In the original RICO action, filed February 24, 2015 in the US District Court for the District of Puerto Rico, Puerto Rico residents and businesses accused PREPA and 20 total defendants of perpetuating an extensive fuel oil fraud, resulting in users of electricity in Puerto Rico being overcharged by more than $1 billion dollars for electricity since 2002.

The suit states the defendants received kickbacks and payments for colluding to raise fuel oil prices that were directly passed to users of electricity, by agreeing to use non-complaint fuel oil and falsifying lab tests.

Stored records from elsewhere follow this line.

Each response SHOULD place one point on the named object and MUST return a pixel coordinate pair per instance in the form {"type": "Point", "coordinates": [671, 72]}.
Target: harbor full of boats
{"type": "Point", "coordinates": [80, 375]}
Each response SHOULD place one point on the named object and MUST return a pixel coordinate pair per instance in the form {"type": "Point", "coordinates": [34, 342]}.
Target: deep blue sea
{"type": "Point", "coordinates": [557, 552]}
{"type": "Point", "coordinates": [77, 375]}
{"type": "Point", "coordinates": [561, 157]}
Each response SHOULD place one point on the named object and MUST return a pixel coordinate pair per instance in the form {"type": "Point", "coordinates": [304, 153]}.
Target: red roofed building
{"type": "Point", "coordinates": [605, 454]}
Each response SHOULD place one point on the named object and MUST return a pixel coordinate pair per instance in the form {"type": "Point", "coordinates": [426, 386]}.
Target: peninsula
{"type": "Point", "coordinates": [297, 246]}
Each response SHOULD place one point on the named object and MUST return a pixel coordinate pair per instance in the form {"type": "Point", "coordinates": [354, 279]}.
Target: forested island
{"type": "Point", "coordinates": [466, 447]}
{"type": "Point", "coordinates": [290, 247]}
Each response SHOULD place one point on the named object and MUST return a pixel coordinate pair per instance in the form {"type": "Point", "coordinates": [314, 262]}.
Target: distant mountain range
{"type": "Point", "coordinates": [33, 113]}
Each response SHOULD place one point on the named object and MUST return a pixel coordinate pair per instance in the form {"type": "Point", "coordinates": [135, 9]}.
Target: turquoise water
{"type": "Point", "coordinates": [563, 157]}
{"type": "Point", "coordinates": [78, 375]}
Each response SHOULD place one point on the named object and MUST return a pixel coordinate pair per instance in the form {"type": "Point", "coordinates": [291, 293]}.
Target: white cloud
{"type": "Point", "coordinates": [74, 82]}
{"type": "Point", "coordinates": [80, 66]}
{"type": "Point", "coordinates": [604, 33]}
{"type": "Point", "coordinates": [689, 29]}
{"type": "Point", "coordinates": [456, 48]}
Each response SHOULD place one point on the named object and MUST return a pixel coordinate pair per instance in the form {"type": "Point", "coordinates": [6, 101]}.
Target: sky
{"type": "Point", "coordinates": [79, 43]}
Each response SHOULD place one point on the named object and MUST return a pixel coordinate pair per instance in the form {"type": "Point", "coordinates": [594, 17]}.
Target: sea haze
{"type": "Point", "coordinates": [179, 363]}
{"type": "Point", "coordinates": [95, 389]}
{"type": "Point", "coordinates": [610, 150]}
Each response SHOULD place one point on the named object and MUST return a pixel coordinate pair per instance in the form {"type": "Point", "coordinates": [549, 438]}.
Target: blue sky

The order from Judge Garcia-Gregory stated, “Plaintiffs’ allegations against PREPA are extensive,” denying PREPA’s motion to dismiss on grounds that it is a co-conspirator with responsibility for inflating the fuel’s price. “Plaintiffs have successfully shown this by alleging that the three groups of participants — the Fuel Oil Supplier Participants, the PREPA Participants, and the Laboratory Participants — all coordinated together for the common purpose of falsifying laboratory results to pass off Non-compliant Fuel Oil as Compliant Fuel Oil.”

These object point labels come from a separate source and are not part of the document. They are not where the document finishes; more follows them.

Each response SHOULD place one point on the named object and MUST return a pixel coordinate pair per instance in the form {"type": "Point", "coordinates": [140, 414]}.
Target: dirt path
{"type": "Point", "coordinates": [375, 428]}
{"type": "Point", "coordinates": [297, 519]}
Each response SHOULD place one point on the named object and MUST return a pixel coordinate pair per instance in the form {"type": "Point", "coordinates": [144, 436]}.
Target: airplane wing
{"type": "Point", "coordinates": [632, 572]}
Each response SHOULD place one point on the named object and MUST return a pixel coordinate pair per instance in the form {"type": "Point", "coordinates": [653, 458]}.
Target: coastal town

Attorneys allege that PREPA – one of the largest public power agencies in the United States – fraudulently agreed to accept millions of barrels of fuel oil that did not meet specifications of contracts between PREPA and its oil suppliers, or specifications set by the EPA. PREPA accepted this non-compliant fuel oil and the laboratories certified the fuel oil as compliant in exchange for kickbacks and commissions from the fuel oil suppliers, according to the complaint. PREPA served approximately 1.5 million customers in 2012.

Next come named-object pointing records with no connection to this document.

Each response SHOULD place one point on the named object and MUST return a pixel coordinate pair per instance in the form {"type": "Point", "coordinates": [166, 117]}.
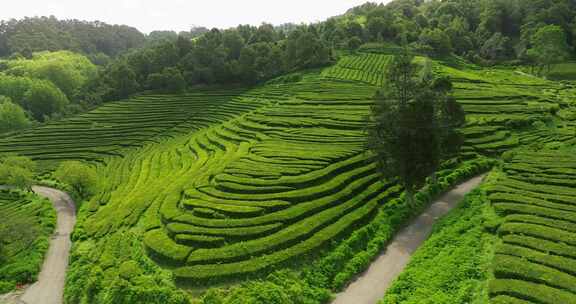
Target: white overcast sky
{"type": "Point", "coordinates": [148, 15]}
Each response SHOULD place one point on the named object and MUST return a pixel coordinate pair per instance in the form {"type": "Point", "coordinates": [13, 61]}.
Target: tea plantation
{"type": "Point", "coordinates": [536, 260]}
{"type": "Point", "coordinates": [27, 222]}
{"type": "Point", "coordinates": [217, 186]}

“I am not surprised to see the courts uphold the RICO lawsuits. I have maintained all along that a second year law student could use the RICO and anti-trust statues to prosecute this criminal enterprise. Collusion between the municipal agencies, the rating agencies and Wall Street’s biggest banks are a mathematical certainty. The odds that all three participants came to the same wrong conclusions are a factor of 107. In other words, it is impossible these are random events,” said Richard Lawless, the CEO of Commercial Solar Power, Inc., a company that was reportedly forced into bankruptcy by what he described as the “bizarre behaviour” of PREPA.

In recent developments in the case, plaintiffs alleged that Alchem, a laboratory named in the suit’s laundry list of defendants, switched its testing methodology to satisfy PREPA on December 31, 2010, and that it used the new testing methodology to falsify test results for every PREPA sample tested after this date. Plaintiffs point to contrasting sample pages of Alchem’s log book dated before the change in testing methodology and after the change, showing the log book page before the change in testing methodology reflects that every sample tested was rendered non-compliant, whereas the two log book pages after the change show that every sample tested was deemed compliant.

“Based on Plaintiffs’ new allegations, the Court finds that Plaintiffs have adequately pled that Alchem committed two or more RICO predicates and thus have alleged Alchem’s participation in a ‘pattern of racketeering activity,’” Judge Garcia-Gregory stated.

The suit seeks to recover out-of-pocket losses, compensatory damages and punitive damages for plaintiffs under the RICO Act and for the disgorgement of profits under the common law of unjust enrichment.